Together, the four botnets had infected more than three million IoT devices, including web cameras, digital video recorders, and WiFi routers, many inside the United States. The operators rented access to other criminals under a cybercrime-as-a-service model, with victims incurring tens of thousands of dollars in losses and remediation costs. In some cases, according to Akamai — one of the private sector partners in the action — attackers demanded extortion payments.

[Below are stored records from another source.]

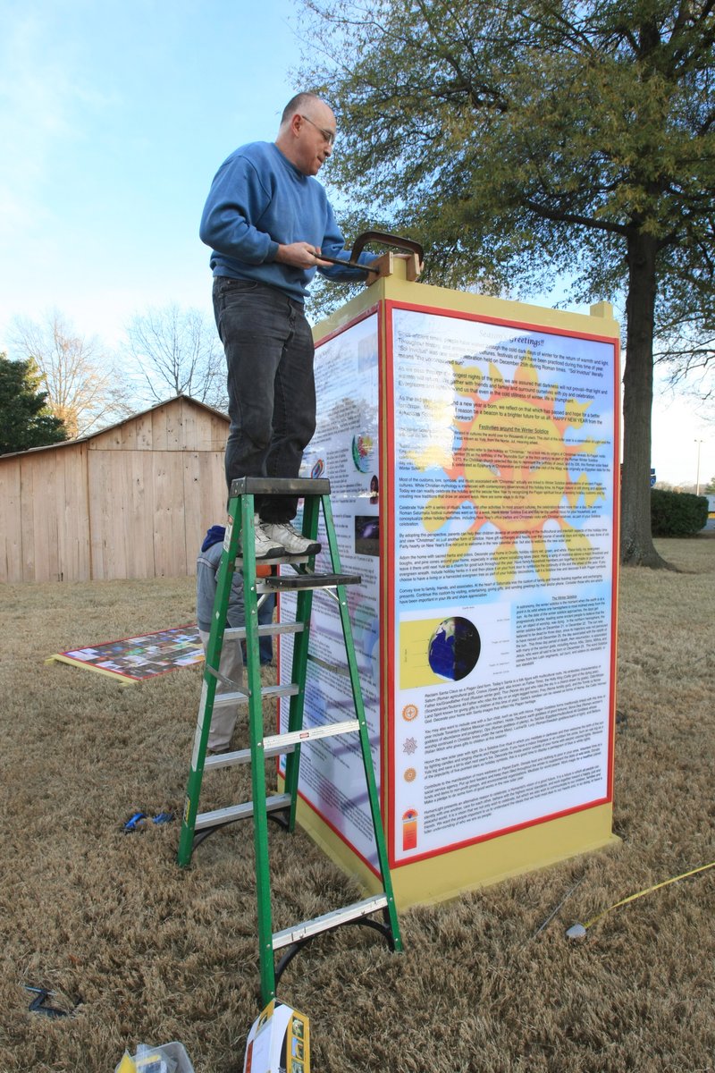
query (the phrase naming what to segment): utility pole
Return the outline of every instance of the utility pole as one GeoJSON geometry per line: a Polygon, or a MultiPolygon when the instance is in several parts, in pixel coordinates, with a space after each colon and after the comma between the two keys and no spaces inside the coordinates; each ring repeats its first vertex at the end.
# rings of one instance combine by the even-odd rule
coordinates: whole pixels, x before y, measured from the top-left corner
{"type": "Polygon", "coordinates": [[[698,468],[696,470],[695,494],[696,494],[696,496],[699,496],[700,495],[700,445],[704,441],[703,440],[696,440],[695,442],[698,444],[698,468]]]}

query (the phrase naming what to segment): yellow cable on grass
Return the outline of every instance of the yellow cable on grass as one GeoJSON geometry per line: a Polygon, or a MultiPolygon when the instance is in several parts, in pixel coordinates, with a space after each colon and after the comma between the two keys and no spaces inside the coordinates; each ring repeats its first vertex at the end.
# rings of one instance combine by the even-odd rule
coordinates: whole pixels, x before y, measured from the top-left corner
{"type": "Polygon", "coordinates": [[[622,898],[621,901],[616,901],[615,905],[609,906],[605,909],[602,913],[598,913],[597,916],[592,916],[590,921],[585,924],[574,924],[572,927],[568,928],[566,935],[569,939],[582,939],[586,934],[587,929],[596,921],[599,921],[601,916],[606,916],[610,913],[612,909],[617,909],[619,906],[625,906],[629,901],[635,901],[636,898],[642,898],[644,894],[651,894],[653,891],[659,891],[661,886],[668,886],[669,883],[677,883],[680,879],[687,879],[688,876],[695,876],[699,871],[706,871],[709,868],[715,868],[715,861],[711,862],[709,865],[700,865],[699,868],[691,868],[688,872],[683,872],[682,876],[673,876],[672,879],[665,879],[662,883],[656,883],[655,886],[649,886],[645,891],[639,891],[638,894],[629,894],[627,898],[622,898]]]}

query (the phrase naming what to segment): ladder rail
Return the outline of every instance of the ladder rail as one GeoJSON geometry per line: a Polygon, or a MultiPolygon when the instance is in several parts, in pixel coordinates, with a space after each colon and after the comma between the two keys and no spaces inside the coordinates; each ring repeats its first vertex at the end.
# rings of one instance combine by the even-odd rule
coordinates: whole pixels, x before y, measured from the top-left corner
{"type": "MultiPolygon", "coordinates": [[[[325,517],[325,528],[328,539],[328,547],[330,549],[330,562],[332,564],[333,571],[336,573],[340,573],[341,570],[340,552],[338,549],[336,528],[332,520],[332,508],[330,505],[330,497],[322,496],[321,503],[323,505],[323,514],[325,517]]],[[[368,784],[368,799],[370,802],[372,829],[375,837],[375,849],[377,851],[377,862],[379,864],[381,880],[383,883],[383,890],[385,891],[385,896],[387,898],[386,912],[389,917],[390,928],[394,940],[394,949],[397,951],[401,951],[403,949],[402,937],[400,934],[400,923],[398,921],[397,906],[394,903],[394,892],[392,890],[392,878],[390,876],[389,856],[387,852],[387,842],[385,840],[385,832],[383,828],[382,810],[379,805],[379,798],[377,795],[375,771],[372,766],[372,752],[370,750],[370,734],[364,712],[364,704],[362,701],[362,690],[360,689],[360,674],[358,671],[357,658],[355,656],[353,629],[351,626],[351,618],[347,609],[347,592],[345,590],[345,587],[342,585],[338,586],[337,591],[338,591],[338,603],[340,608],[340,620],[343,628],[343,637],[345,640],[345,656],[347,659],[347,670],[349,672],[349,678],[351,678],[353,704],[355,707],[355,714],[357,716],[358,723],[360,724],[360,733],[359,733],[360,751],[362,753],[362,766],[364,768],[366,782],[368,784]]]]}
{"type": "MultiPolygon", "coordinates": [[[[346,585],[360,582],[359,576],[343,574],[338,550],[337,535],[330,505],[330,484],[327,480],[273,480],[243,477],[234,481],[228,502],[228,524],[223,542],[221,561],[217,573],[217,596],[212,612],[211,630],[206,651],[206,665],[202,681],[202,696],[198,708],[194,747],[192,753],[187,797],[183,809],[177,859],[188,867],[194,847],[207,835],[236,820],[253,820],[253,843],[255,854],[256,907],[258,930],[258,961],[260,973],[262,1004],[266,1005],[275,997],[277,980],[297,950],[313,936],[338,927],[343,923],[364,923],[381,930],[392,950],[402,950],[400,926],[394,905],[387,843],[382,823],[379,796],[370,749],[370,736],[364,704],[360,689],[359,672],[351,628],[346,585]],[[315,556],[286,555],[277,561],[288,563],[296,571],[293,575],[258,578],[255,560],[255,496],[271,494],[293,494],[303,497],[303,535],[316,541],[319,514],[323,511],[326,539],[331,563],[331,574],[315,573],[315,556]],[[230,628],[226,624],[233,574],[239,569],[243,576],[243,627],[230,628]],[[349,678],[354,718],[338,722],[315,723],[306,727],[304,702],[308,666],[310,663],[325,665],[325,661],[310,653],[310,623],[314,589],[323,589],[339,606],[342,636],[347,670],[338,673],[349,678]],[[293,589],[296,593],[294,622],[258,624],[258,607],[263,593],[293,589]],[[286,686],[262,688],[258,638],[266,635],[293,634],[292,681],[286,686]],[[225,640],[238,643],[245,641],[247,660],[244,688],[230,690],[230,682],[219,673],[222,646],[225,640]],[[219,685],[229,687],[229,691],[218,693],[219,685]],[[264,732],[263,700],[267,695],[289,696],[287,730],[283,733],[266,735],[264,732]],[[248,702],[249,748],[207,758],[210,724],[215,708],[228,704],[248,702]],[[270,896],[270,868],[268,854],[269,815],[283,815],[282,824],[287,831],[295,829],[301,747],[315,739],[357,733],[360,755],[368,789],[368,800],[379,863],[383,893],[371,896],[342,909],[332,910],[322,916],[282,931],[272,931],[272,907],[270,896]],[[285,777],[283,793],[267,795],[265,761],[270,756],[285,755],[285,777]],[[251,764],[252,800],[198,812],[198,798],[206,769],[225,768],[238,764],[251,764]],[[198,834],[197,834],[198,833],[198,834]],[[382,911],[383,924],[370,918],[370,914],[382,911]],[[280,961],[278,971],[274,952],[289,947],[280,961]]],[[[284,724],[285,725],[285,724],[284,724]]]]}

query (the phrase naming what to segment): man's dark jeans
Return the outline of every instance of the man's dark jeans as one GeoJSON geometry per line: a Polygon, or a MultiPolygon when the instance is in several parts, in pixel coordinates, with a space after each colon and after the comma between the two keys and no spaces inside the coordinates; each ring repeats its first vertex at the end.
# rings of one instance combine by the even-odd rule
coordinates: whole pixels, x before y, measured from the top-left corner
{"type": "MultiPolygon", "coordinates": [[[[313,336],[302,304],[277,288],[217,276],[213,312],[228,367],[226,482],[298,476],[315,431],[313,336]]],[[[264,521],[288,521],[297,499],[258,501],[264,521]]]]}

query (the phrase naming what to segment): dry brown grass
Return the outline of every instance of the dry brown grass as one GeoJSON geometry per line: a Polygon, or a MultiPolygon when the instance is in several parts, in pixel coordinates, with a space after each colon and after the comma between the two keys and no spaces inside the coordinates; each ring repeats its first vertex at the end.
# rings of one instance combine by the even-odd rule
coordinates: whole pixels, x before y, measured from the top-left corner
{"type": "MultiPolygon", "coordinates": [[[[565,938],[623,896],[715,859],[715,540],[661,541],[688,573],[628,570],[621,594],[615,829],[623,843],[403,914],[405,953],[323,937],[281,993],[311,1018],[315,1073],[607,1073],[715,1068],[715,869],[565,938]],[[581,880],[558,914],[539,926],[581,880]]],[[[199,673],[131,688],[47,655],[190,621],[192,579],[10,586],[3,604],[0,1070],[111,1073],[125,1045],[181,1040],[197,1073],[242,1069],[256,1015],[251,832],[174,863],[199,673]],[[53,1020],[21,987],[81,1004],[53,1020]]],[[[217,774],[202,803],[241,799],[217,774]]],[[[271,833],[275,924],[351,883],[271,833]]],[[[327,903],[326,903],[327,902],[327,903]]]]}

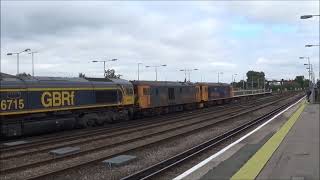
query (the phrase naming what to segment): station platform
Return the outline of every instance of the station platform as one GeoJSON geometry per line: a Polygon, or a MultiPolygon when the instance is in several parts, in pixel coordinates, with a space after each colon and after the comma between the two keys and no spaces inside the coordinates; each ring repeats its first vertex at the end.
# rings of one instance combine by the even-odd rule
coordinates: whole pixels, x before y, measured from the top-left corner
{"type": "Polygon", "coordinates": [[[320,179],[319,109],[303,100],[175,180],[320,179]]]}

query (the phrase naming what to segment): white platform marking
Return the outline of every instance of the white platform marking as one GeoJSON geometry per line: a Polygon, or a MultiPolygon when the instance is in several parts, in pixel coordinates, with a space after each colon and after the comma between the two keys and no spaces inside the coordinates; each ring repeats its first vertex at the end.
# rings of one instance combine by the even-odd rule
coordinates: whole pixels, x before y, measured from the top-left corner
{"type": "Polygon", "coordinates": [[[247,138],[248,136],[250,136],[251,134],[255,133],[256,131],[258,131],[259,129],[261,129],[263,126],[269,124],[272,120],[274,120],[275,118],[277,118],[278,116],[280,116],[282,113],[286,112],[288,109],[290,109],[292,106],[298,104],[300,101],[302,101],[303,98],[301,98],[299,101],[297,101],[296,103],[292,104],[291,106],[287,107],[285,110],[279,112],[278,114],[276,114],[275,116],[273,116],[271,119],[269,119],[268,121],[264,122],[263,124],[261,124],[260,126],[258,126],[256,129],[252,130],[251,132],[249,132],[248,134],[242,136],[241,138],[239,138],[238,140],[236,140],[235,142],[229,144],[228,146],[226,146],[225,148],[221,149],[219,152],[215,153],[214,155],[208,157],[207,159],[203,160],[202,162],[200,162],[199,164],[193,166],[192,168],[190,168],[189,170],[187,170],[186,172],[182,173],[181,175],[175,177],[173,180],[181,180],[185,177],[187,177],[188,175],[190,175],[191,173],[193,173],[194,171],[196,171],[197,169],[201,168],[202,166],[204,166],[205,164],[207,164],[209,161],[213,160],[214,158],[216,158],[217,156],[221,155],[222,153],[224,153],[225,151],[227,151],[228,149],[230,149],[231,147],[233,147],[234,145],[238,144],[239,142],[241,142],[242,140],[244,140],[245,138],[247,138]]]}

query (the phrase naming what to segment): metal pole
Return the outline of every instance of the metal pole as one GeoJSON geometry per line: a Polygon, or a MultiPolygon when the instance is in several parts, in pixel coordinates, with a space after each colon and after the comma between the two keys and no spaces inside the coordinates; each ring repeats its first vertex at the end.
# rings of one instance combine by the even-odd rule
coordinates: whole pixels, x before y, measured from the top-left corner
{"type": "Polygon", "coordinates": [[[233,74],[232,74],[232,76],[231,76],[231,84],[233,84],[233,74]]]}
{"type": "Polygon", "coordinates": [[[17,75],[19,74],[19,54],[17,53],[17,75]]]}
{"type": "Polygon", "coordinates": [[[309,57],[307,57],[308,58],[308,65],[309,65],[309,89],[311,88],[311,74],[310,74],[310,69],[311,69],[311,67],[310,67],[310,58],[309,57]]]}
{"type": "Polygon", "coordinates": [[[106,77],[106,61],[103,61],[103,70],[104,70],[103,75],[104,77],[106,77]]]}
{"type": "Polygon", "coordinates": [[[243,75],[243,81],[242,81],[242,88],[244,89],[244,75],[243,75]]]}
{"type": "Polygon", "coordinates": [[[34,52],[31,53],[31,58],[32,58],[32,76],[34,76],[34,61],[33,61],[33,55],[34,55],[34,52]]]}
{"type": "Polygon", "coordinates": [[[155,70],[156,70],[156,81],[158,81],[158,70],[157,70],[157,66],[155,66],[155,70]]]}
{"type": "Polygon", "coordinates": [[[138,63],[138,81],[139,81],[139,65],[140,63],[138,63]]]}
{"type": "Polygon", "coordinates": [[[251,90],[253,90],[253,76],[251,77],[251,90]]]}

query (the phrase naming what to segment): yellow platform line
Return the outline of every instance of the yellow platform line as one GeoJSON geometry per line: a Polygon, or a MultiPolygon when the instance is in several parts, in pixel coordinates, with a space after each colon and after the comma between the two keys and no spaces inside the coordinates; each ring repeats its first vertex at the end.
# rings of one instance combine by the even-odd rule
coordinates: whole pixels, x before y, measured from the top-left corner
{"type": "Polygon", "coordinates": [[[250,180],[255,179],[263,167],[266,165],[272,154],[277,150],[283,139],[286,137],[289,130],[299,119],[303,112],[306,103],[300,106],[300,108],[290,117],[290,119],[281,127],[281,129],[275,133],[263,146],[260,148],[237,173],[235,173],[232,180],[250,180]]]}

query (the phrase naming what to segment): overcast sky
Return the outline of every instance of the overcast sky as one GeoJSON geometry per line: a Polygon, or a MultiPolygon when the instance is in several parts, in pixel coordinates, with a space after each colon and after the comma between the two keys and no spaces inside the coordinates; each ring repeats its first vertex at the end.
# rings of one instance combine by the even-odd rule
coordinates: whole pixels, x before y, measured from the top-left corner
{"type": "MultiPolygon", "coordinates": [[[[310,56],[318,77],[319,1],[1,1],[1,72],[16,73],[16,56],[26,48],[35,54],[35,75],[102,77],[108,62],[122,78],[154,80],[146,65],[166,64],[158,80],[230,82],[248,70],[267,79],[307,76],[310,56]]],[[[20,54],[20,72],[31,74],[31,55],[20,54]]]]}

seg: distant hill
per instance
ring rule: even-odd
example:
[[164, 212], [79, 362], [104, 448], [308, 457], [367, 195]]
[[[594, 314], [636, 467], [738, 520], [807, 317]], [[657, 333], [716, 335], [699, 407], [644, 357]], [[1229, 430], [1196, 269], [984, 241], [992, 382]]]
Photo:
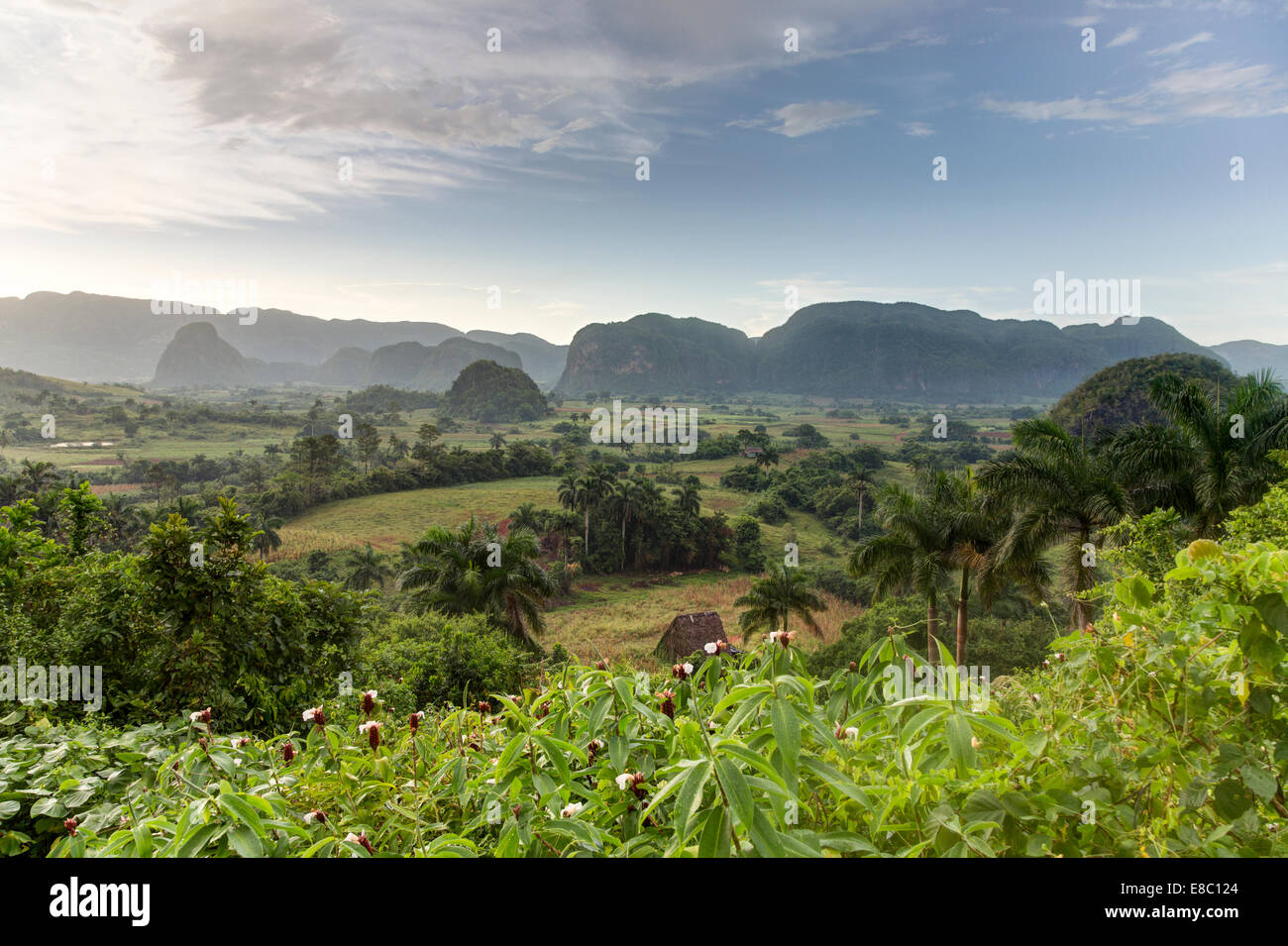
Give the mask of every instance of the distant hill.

The scale of the attack traffic was extraordinary. According to the announcement, Aisuru alone issued more than 200,000 DDoS attack commands. JackSkid launched more than 90,000, KimWolf more than 25,000, and Mossad more than 1,000. Targets included IP addresses belonging to the Department of Defense Information Network (DoDIN).
Aisuru had set back-to-back DDoS records in the months before the takedown. In December, an attack attributed to it peaked at 31.4 Tbps and 200 million requests per second, primarily targeting telecommunications companies. A prior campaign reached 29.7 Tbps, and a November incident originating from 500,000 IP addresses — which Microsoft attributed to the same botnet — peaked at 15.72 Tbps.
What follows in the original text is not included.